Histopathological findings, hematoxylin and eosin (H&E) staining revealed that the tumor cells showed a nested growth pattern and were separated by fibrous trabeculae into well-defined nests of uniformly large, round-to-polygonal cells, surrounded by delicate sinusoidal vascular channels lined by a flattened, single layer of endothelial cells (Fig. 4a). The cytoplasm had an abundant granular, eosinophilic, and glycogen-rich appearance. Periodic acid–Schiff (PAS) staining showed intracytoplasmic glycogen and characteristic PAS-positive, diastase-resistant rhomboid or rod-shaped crystals were present (Fig. 4b). Immunohistochemistry revealed positive staining for an antibody that detects the carboxyl terminal portion of transcription factor E3 (TFE3) retained in the fusion protein (Fig. 4c), but negative staining for human melanoma black (HMB-45), which is associated with PEComa (Fig. 4d). In genetic analysis, ASPSCR1-TFE3 fusion was detected by RT-PCR and direct sequence. In conjunction with the histological and immunohistochemical findings as well as genetic analysis, the mass was diagnosed as an orbital ASPS.
Fig. 4.
H&E staining of a section of the tumor shows a nested growth pattern separated by fibrous trabeculae into well-defined nests of uniformly large, round-to-polygonal cells, surrounded by delicate sinusoidal vascular channels lined by a flattened, single layer of endothelial cells (a). PAS staining section shows intracytoplasmic glycogen and characteristic PAS-positive, diastase-resistant rhomboid or rod-shaped crystals (b; arrow). On immunohistochemistry, the TFE3 region retained in the fusion protein (c) is positive, but negative for HMB-45 (d). H&E, hematoxylin and eosin; HMB-45, human melanoma black; PAS, periodic acid–Schiff; TFE3, transcription factor E3.
Discussion
ASPS was first defined and named by Christopherson et al. in 1952 [7]. This sarcoma type is highly vascularized with small vascular spaces separating nests of cells [8,9], and is characterized by a specific chromosomal alteration, der(17) t(X:17)(p11:q25), resulting in the fusion of the TFE3 transcription factor gene (from Xp11) with the alveolar soft part sarcoma critical region 1 (ASPSCR1), also known as alveolar soft part sarcoma locus (ASPL) at 17q25 [9]. ASPS is a rare, distinctive soft tissue sarcoma subtype, representing less than 1% of all soft tissue sarcomas [10]. In adults, ASPS tends to involve deep soft tissues in the thigh or buttocks. In children and infants, ASPS has a predilection for the head and neck region, with the tongue and orbit being the most common sites [11]. It tends to occur between the ages of 15 and 35 years, and is rare in patients younger than 5 years and older than 50 years [11]. It is more common in females than in males in a 2:1 ratio [9]. Based on a review of 172 cases, orbital ASPS is the second highest (15.1%) of all ASPSs [4].
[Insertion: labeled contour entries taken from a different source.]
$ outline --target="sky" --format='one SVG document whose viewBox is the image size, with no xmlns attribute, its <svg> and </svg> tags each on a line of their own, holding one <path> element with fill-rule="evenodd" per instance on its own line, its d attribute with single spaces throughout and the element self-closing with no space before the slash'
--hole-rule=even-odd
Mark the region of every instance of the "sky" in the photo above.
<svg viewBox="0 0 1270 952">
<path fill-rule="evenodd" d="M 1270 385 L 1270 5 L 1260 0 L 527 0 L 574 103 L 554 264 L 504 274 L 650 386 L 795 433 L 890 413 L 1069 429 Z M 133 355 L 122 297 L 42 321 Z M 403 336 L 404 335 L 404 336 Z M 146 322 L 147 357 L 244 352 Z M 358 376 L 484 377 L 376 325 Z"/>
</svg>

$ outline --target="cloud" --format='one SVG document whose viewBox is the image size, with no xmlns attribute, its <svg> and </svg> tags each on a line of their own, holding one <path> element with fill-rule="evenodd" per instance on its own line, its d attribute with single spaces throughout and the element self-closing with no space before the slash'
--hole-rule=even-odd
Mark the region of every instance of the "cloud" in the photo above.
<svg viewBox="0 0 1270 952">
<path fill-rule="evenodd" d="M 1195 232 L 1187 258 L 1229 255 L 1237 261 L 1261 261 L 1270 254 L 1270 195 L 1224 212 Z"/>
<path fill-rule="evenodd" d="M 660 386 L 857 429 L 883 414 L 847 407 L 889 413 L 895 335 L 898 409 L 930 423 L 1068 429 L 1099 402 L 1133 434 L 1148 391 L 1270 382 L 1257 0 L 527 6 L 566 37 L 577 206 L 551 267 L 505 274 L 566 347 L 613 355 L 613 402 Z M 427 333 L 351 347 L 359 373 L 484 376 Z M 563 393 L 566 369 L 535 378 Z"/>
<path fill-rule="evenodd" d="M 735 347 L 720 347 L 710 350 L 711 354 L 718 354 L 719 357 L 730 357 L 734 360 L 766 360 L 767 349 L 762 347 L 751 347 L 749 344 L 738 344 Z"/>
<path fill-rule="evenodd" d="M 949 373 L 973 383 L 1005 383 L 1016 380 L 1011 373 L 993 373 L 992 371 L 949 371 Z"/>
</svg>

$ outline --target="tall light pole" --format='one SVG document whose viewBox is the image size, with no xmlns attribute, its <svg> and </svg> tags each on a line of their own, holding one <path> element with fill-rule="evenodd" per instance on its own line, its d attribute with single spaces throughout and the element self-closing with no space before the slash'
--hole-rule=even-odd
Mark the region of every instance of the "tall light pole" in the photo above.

Orbital ASPS presents a well-circumscribed, spindle-shaped mass that tends to intensify to moderate enhancement with enlarged vessels [2,3,12]. This appearance sometimes mimics a hemangioma [3,12].
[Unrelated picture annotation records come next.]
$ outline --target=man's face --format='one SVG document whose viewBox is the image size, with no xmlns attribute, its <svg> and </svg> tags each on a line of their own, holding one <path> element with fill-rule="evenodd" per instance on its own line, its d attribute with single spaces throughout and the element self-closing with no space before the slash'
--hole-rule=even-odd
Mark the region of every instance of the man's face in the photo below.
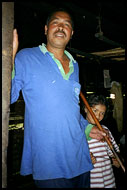
<svg viewBox="0 0 127 190">
<path fill-rule="evenodd" d="M 45 34 L 48 46 L 65 49 L 73 35 L 70 16 L 62 11 L 54 13 L 48 26 L 45 26 Z"/>
</svg>

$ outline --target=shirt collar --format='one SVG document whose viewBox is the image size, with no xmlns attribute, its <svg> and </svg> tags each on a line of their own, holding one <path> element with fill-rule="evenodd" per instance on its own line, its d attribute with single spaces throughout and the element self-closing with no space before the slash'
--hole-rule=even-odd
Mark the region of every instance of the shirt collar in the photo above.
<svg viewBox="0 0 127 190">
<path fill-rule="evenodd" d="M 41 50 L 44 54 L 49 53 L 51 56 L 54 57 L 54 54 L 51 53 L 51 52 L 49 52 L 49 51 L 47 50 L 46 45 L 45 45 L 44 43 L 42 43 L 42 45 L 39 45 L 39 48 L 40 48 L 40 50 Z M 71 55 L 68 51 L 64 50 L 64 53 L 67 55 L 67 57 L 68 57 L 71 61 L 73 61 L 74 63 L 76 63 L 76 60 L 74 60 L 74 58 L 72 57 L 72 55 Z"/>
</svg>

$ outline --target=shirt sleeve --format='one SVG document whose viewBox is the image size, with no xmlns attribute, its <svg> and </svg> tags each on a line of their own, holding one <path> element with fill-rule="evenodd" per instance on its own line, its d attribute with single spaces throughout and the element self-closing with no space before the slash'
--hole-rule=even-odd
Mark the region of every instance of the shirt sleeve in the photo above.
<svg viewBox="0 0 127 190">
<path fill-rule="evenodd" d="M 16 102 L 19 98 L 20 90 L 24 85 L 24 68 L 22 64 L 22 56 L 20 53 L 15 58 L 15 66 L 12 70 L 12 81 L 11 81 L 11 104 Z"/>
</svg>

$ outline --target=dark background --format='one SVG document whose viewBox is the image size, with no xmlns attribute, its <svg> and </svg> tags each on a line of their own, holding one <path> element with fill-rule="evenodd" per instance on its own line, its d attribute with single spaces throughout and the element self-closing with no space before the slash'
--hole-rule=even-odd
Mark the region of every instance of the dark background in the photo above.
<svg viewBox="0 0 127 190">
<path fill-rule="evenodd" d="M 19 50 L 46 43 L 44 26 L 46 18 L 53 8 L 65 6 L 71 10 L 74 15 L 75 27 L 67 50 L 78 61 L 82 91 L 86 95 L 89 92 L 100 92 L 109 97 L 110 87 L 104 87 L 103 75 L 104 70 L 109 70 L 110 82 L 117 81 L 122 85 L 124 127 L 126 125 L 127 92 L 126 2 L 124 0 L 43 0 L 14 3 L 14 27 L 17 28 L 19 35 Z M 100 38 L 96 37 L 99 35 Z M 10 106 L 8 186 L 33 188 L 32 176 L 22 177 L 19 175 L 24 132 L 23 127 L 16 126 L 23 124 L 23 121 L 24 101 L 20 94 L 19 100 Z M 123 149 L 123 153 L 124 151 L 125 149 Z M 124 187 L 123 172 L 116 170 L 116 174 L 118 187 Z M 121 176 L 121 180 L 119 176 Z"/>
</svg>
On CT, orbital ASPS appears as an iso-dense mass compared to an extraocular muscle without calcification [3]. In our case, there was no destructive bone lesion in the orbital wall, but there was thinning of the lateral wall, suggesting pressure from prolonged gradual growth of the mass.
On MRI, orbital ASPS shows iso- to mildly high-intensity on T1WI and high-intensity on T2WI compared to an extraocular muscle. A previous pathological study reveals that ASPS showed intratumor hemorrhage [9]. Histopathological finding of our case, intratumoral hemorrhage was not evident; however, the high signal intensity on T1WI was presumably due to the hemorrhagic component. The presence of many flow voids on T2WI is a characteristic finding of this sarcoma reported in previous reports [3,13,14]. On post-contrast images, orbital ASPS has shown homogeneous intense enhancement [3,13,14]. These MRI findings were consistent with those of our patient.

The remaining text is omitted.